In summary of the above, puppylander suggests that having experienced Americana high school as the final stage of formal education leaves one frozen in time, in comparison to those who have experienced "higher" education. Brouhaha ensues as he is accused of being an educational elitist. Puppylander uses the metaphor "immature" to describe the HS-only mindset, which term does contain an inherent value judgment.
Generalized American "high school" is awful; in its own way, perhaps more awful than generalized American college. Both institutions exist to transfer monetized labor from workers toward enforced state educations. In the case of high school, primarily state-run institutions transfer funds toward technology and publishing companies, where the enforcement is mandatory and the marketing so deeply embedded it's rarely questioned. Neoliberal lala-demo-exceptionalist history, useful for docile citizens of all castes, prances alongside state-subsidized remedial math- and science-prep for the next generation of weapons and consumer products designers. The "free" nature of the no-adult-legal-rights holding pens makes it, much like colonialism, a selling point for endless intervention. Those who emerge from it, and who swallow its necessary survival lessons, along with those it implicitly and insidiously teaches, are quite often molded into an unfortunate shape. As "immature," perhaps, as puppylander suggests.

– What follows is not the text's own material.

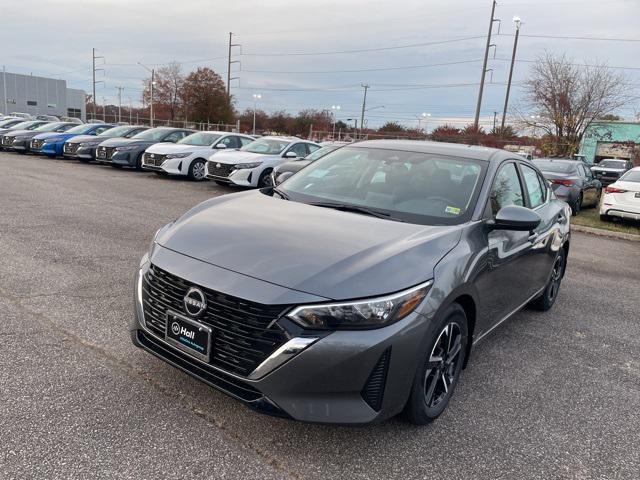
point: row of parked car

By contrast, college's non-mandatory selling point is a refinement of the adult-legal-rights-possessing in-duh-vidual into an even more productive citizen, with even more resources to cite in support of demo-exceptionalism. The major difference with regards puppylander's point, however, is the socialization aspect. While being an adult in America is much like being a traditionally-raised or -schooled child, in the sense of constrained movement, violent enforcement of atrocious mores, and authority not possibly caring less about pain and misfortune, college teaches increasingly-sophisticated, out-in-the-open repression of horrors, leaving the underlying vulgarity of situation an unpleasant reminder best left in K-12.
That, in a way, is more terrifying than the honest brutality of childhood and inmate-run youth prisons. However, high school (and the rest of K-12) remains, literally, more "immature" than college, in the way that Michele Bachmann is less mature than Barack Obama. Yes, they are both terrible; yes, they are insane, and Obama is likely more dangerous.

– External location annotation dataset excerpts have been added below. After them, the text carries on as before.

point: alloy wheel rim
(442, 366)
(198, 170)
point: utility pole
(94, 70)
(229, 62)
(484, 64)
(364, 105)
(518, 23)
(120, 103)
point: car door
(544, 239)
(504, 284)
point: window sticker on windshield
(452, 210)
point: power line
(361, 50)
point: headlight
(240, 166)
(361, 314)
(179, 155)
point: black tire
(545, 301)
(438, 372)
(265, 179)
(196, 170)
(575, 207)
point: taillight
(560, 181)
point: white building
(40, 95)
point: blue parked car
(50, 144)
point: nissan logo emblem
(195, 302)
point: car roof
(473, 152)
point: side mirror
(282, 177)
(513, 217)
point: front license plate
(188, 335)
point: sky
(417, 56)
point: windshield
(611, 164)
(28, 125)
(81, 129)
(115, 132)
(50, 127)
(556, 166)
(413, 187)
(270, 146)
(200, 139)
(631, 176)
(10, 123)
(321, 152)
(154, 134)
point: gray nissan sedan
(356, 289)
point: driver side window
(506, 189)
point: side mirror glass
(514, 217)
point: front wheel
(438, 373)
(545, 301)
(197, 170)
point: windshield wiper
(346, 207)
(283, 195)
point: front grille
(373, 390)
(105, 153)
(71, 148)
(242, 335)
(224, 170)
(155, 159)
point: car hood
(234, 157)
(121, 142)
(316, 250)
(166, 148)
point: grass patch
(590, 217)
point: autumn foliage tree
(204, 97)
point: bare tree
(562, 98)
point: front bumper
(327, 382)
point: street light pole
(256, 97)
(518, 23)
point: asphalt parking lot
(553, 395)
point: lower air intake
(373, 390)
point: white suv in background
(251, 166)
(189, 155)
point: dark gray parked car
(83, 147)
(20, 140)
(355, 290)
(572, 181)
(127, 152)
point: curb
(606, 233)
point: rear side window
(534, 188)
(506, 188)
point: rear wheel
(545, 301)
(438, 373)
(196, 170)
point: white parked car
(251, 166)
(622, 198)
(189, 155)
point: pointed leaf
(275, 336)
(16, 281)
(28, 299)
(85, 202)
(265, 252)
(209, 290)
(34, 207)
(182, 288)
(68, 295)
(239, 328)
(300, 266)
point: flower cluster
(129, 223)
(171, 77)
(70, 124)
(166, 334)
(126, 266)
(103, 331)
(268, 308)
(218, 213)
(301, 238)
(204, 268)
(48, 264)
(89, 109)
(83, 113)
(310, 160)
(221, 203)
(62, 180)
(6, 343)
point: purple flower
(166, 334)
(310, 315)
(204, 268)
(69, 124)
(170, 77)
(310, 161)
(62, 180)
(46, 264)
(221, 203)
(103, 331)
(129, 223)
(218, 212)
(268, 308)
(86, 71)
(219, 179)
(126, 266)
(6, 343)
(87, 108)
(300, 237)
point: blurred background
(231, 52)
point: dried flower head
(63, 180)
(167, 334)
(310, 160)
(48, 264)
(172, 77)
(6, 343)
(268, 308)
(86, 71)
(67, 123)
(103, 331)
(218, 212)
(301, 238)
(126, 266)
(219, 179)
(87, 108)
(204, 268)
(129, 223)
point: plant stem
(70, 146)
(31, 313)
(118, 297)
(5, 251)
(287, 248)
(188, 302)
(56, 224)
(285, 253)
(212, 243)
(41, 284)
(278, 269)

This does not mean that Michele Bachmann, or the average product of American high school education, is not also insane and dangerous. Puppylander thereby retains an acceptable point, which could have been better refined to avoid offending the concept of not going to college--but then, that same refinement would be the very mature behavior he suggested college taught. The tragic irony is that he clearly should've paid more attention in PoliSci 412, or better yet, Advanced Trial Advocacy.

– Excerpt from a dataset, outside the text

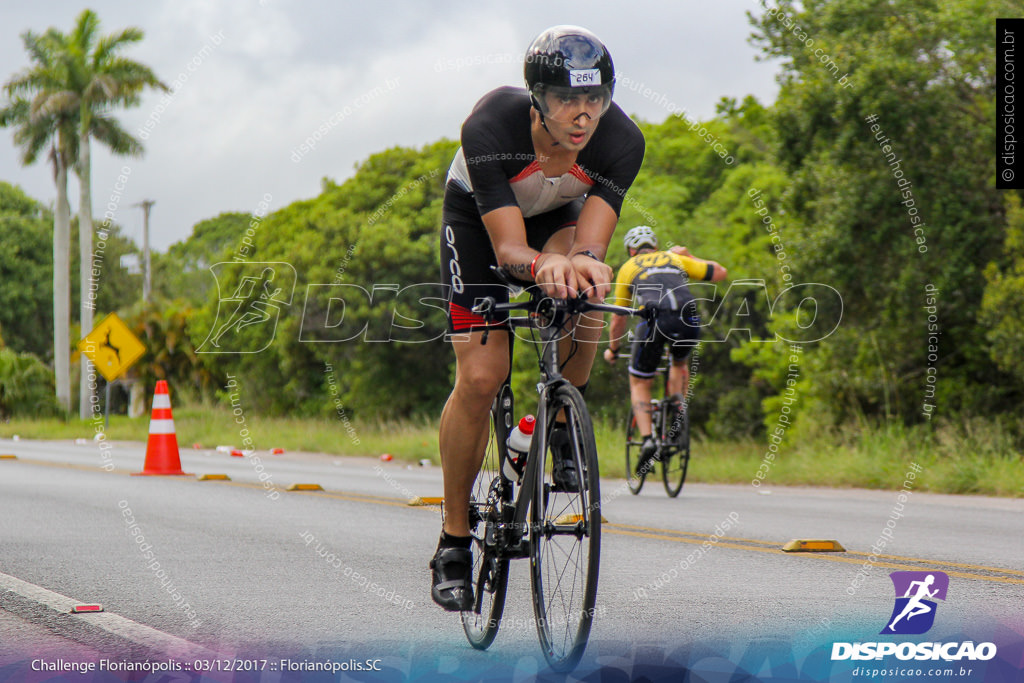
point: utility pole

In the interest of balancing the scales, and while nonetheless retaining utter contempt for Americana's perfect ivory towers and their resultant Eichmanns, this one will find a value in puppylander's underlying point about post-K-12 socializing. The tempering of intrasocial violence preached to often-newly-christened "legal adults" at college stands in contrast to K-12 violence. Consider, as an extreme anecdotal example, Aaron McKinney. Neoliberal voters and their college are scarier in the long run than neoconservative voters and their high school, but calling a fire hot and dangerous is not, in and of itself, wholly wrong.